Friday 16 August 2013

Green gram curry / Pacha payar curry

Green gram curry / Pacha payaru curry is a traditional Kerala dish. The dry version is served with Kanji in Kerala. Throw in some shredded coconut to the dry version and it becomes "sundal", a traditional dish relished in Andhra and Tamil Nadu. However, a slightly watery version can be had with chapati as well.
Ingredients
  • Green gram lentil - 200 gms (soaked for 4 hrs)
  • Onion - 1 large
  • Green chilli - 4
  • Shredded coconut - 1/6th cup (only if making sundal)
  • Sambar powder - 1/2 teaspoon (optional)
  • Turmeric powder - 1/4th teaspoon
  • Salt - as required
Seasoning two types (choose under preparation)
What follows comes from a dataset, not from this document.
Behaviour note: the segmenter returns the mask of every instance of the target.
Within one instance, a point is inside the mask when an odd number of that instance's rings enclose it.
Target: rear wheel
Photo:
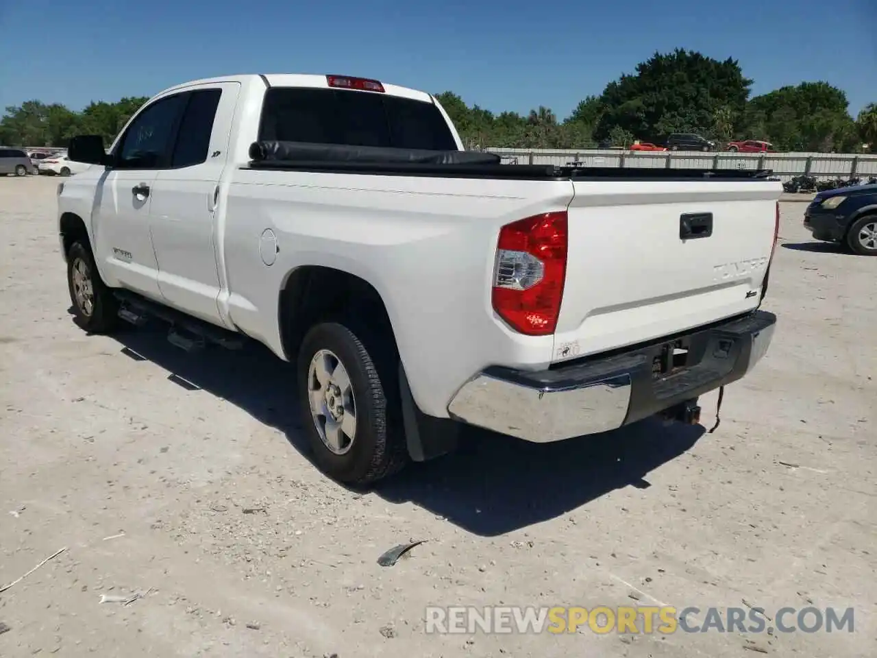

  • Coconut oil or Any cooking oil - 1 teaspoon
  • Mustard - 1 teaspoon
  • Curry leaves - 1 sprig
  • Red chilli - 2 (optional)
Preparation
  1. Soak Green gram lentil for at least 4 hrs and keep it ready. Take all the above items in a pressure cooker and cook for 10 minutes. Make sure to pour generous amount of water as this lentil requires lot of water to cook. Allow the pressure to cool and season it according to your choice.
Seasoning types
The traditional way of seasoning here i.e, the Kerala style is to just pour coconut oil and throw in the curry leaves.
OR
If you do not like coconut oil for seasoning, you can follow the regular seasoning way with all the items under "seasoning" in the above list.
Note : Mine came out a little dry as I did not pour much water. 
Tip : If you like to make sundal then the type 2 seasoning is suitable.